Silver-Russell syndrome (SRS) describes a malformation syndrome with severe intrauterine and postnatal growth retardation. Currently, two major (epi)mutations have been described: while approximately 10% of patients carry a maternal uniparental disomy of chromosome 7 (UPD7), 35-60% show a hypomethylation at the H19 differentially methylated regions (DMRs) in 11p15. Until recently, a Southern-blot based test was routinely used to identify epimutation carriers. Nevertheless, this test was time consuming and hampered by the huge amount of genomic DNA needed. With the methylation-specific multiplex ligation-dependent probe amplification assay (MLPA) for SRS, a PCR-based test is now available, allowing the analysis also of small amounts of DNA. Probes in this assay hybridize to the H19 DMRs but do not cover the genomic target of the Southern-blot probe. We now screened 72 patients with SRS by MLPA. Hypomethylation of the H19 DMRs was confirmed in all patients analyzed by Southern blot. In addition, we identified six individuals with hypomethylation of the H19 DMR who had previously normal blot results. This discrepancy can be explained by the observed generally lower degree of demethylation in this group, possibly not detectable by the less sensitive Southern-blot method but also with a varying degree of methylation at different DMRs in the same individual. Apart from hypomethylation in the H19 DMR, we observed a slight demethylation for one of the IGF2 probes. The total detection rate of 11p15 hypomethylation is now increased to >38%. Considering maternal UPD7 and chromosomal aberrations, (epi)genetic alterations now account for more than 50% of SRS patients. In summary, MLPA represents an easy, low cost and reliable system in the molecular diagnostics of SRS.

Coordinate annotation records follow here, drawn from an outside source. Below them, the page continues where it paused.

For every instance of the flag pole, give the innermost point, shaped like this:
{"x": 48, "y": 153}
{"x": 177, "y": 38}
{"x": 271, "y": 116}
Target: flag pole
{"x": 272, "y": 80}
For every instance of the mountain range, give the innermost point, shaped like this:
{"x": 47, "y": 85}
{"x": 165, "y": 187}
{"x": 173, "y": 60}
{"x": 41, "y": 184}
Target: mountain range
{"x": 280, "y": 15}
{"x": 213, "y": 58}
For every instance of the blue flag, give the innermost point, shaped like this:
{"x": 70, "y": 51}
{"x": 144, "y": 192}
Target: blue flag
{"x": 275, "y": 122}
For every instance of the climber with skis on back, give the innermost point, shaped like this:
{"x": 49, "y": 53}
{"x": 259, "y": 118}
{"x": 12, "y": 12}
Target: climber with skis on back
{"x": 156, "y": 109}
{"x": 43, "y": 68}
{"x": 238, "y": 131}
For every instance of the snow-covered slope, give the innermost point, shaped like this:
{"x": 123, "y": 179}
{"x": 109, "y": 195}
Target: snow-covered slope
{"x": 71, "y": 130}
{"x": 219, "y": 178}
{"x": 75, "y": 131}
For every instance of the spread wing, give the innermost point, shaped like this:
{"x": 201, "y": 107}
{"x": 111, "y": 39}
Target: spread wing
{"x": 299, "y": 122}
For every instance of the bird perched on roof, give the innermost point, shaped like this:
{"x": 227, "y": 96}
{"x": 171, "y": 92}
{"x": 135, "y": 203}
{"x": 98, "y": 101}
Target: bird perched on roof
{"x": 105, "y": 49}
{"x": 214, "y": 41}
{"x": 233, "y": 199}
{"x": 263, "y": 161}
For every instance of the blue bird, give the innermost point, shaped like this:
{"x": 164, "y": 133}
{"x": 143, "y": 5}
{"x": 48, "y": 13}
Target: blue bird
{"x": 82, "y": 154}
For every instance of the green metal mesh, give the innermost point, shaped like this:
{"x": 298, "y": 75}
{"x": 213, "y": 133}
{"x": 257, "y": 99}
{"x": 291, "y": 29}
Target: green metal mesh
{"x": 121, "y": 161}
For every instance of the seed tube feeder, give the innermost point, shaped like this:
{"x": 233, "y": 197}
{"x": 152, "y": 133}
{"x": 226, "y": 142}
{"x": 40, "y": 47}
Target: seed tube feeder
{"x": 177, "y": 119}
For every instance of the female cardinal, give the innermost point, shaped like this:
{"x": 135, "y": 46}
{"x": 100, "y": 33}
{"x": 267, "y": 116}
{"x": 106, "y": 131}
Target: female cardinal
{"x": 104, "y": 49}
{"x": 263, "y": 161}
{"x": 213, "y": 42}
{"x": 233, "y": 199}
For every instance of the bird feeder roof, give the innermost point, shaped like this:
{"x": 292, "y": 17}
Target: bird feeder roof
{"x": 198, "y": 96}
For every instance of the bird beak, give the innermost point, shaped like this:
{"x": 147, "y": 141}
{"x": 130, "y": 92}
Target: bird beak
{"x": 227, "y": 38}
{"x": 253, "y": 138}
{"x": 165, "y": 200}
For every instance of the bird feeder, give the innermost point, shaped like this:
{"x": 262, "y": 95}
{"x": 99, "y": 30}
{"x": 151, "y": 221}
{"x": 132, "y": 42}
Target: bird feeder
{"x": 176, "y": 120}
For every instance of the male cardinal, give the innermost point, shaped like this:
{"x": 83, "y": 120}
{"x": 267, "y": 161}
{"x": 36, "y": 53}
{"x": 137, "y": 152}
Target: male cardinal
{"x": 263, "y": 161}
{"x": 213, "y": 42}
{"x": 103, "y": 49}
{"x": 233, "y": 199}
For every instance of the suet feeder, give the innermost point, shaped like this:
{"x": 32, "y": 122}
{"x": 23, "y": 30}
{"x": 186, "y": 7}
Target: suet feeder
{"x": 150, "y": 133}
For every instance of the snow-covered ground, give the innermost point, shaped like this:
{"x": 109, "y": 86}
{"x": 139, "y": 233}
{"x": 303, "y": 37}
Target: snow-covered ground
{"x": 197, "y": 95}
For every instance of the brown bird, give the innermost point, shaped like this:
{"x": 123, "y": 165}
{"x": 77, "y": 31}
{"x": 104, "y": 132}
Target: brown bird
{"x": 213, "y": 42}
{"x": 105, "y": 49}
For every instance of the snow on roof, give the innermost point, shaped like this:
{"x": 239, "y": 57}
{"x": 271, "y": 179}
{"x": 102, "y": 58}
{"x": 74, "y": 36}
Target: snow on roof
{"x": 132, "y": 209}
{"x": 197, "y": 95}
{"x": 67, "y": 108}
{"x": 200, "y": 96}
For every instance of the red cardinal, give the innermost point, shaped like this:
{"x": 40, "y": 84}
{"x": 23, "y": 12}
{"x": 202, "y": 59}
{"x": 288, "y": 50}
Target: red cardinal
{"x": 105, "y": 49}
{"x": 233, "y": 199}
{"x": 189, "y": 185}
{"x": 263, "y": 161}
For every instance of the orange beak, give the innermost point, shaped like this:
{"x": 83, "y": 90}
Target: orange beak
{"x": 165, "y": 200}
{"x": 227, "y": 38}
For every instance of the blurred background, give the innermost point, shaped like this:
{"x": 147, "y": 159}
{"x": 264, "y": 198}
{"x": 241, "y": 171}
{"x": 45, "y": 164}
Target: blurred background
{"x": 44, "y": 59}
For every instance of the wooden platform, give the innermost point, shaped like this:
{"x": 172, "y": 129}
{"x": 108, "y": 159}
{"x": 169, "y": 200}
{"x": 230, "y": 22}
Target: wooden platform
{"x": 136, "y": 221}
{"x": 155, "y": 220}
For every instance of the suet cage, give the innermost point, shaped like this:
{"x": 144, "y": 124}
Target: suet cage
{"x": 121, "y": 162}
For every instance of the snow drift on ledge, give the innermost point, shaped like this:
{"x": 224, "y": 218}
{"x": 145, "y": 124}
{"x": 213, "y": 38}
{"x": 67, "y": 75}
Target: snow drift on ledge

Silver-Russell综合征(SRS)是一种具有严重宫内和出生后生长迟缓的畸形综合征。目前,已发现两种主要的(表观)突变:约10%的患者携带7号染色体的母源单亲二倍体(UPD7),35 - 60%的患者在11p15的H19差异甲基化区域(DMR)表现为低甲基化。直到最近,基于Southern印迹的检测方法一直被常规用于鉴定表观突变携带者。然而,该检测方法耗时且需要大量基因组DNA,受到了限制。随着用于SRS的甲基化特异性多重连接依赖探针扩增分析(MLPA)的出现,现在有了一种基于PCR的检测方法,也能够分析少量DNA。该分析中的探针与H19 DMR杂交,但不覆盖Southern印迹探针的基因组靶点。我们现在通过MLPA对72例SRS患者进行了筛查。通过Southern印迹分析的所有患者中均证实了H19 DMR的低甲基化。此外,我们还鉴定出6例H19 DMR低甲基化但之前印迹结果正常的个体。这种差异可以通过该组中观察到的总体较低的去甲基化程度来解释,可能较不敏感的Southern印迹方法无法检测到,而且同一个体的不同DMR处甲基化程度也有所不同。除了H19 DMR的低甲基化外,我们还观察到胰岛素样生长因子2(IGF2)探针之一有轻微去甲基化。11p15低甲基化的总检出率现在提高到了>38%。考虑到母源UPD7和染色体畸变,(表观)遗传改变现在占SRS患者的比例超过50%。总之,MLPA在SRS的分子诊断中是一种简便、低成本且可靠的系统。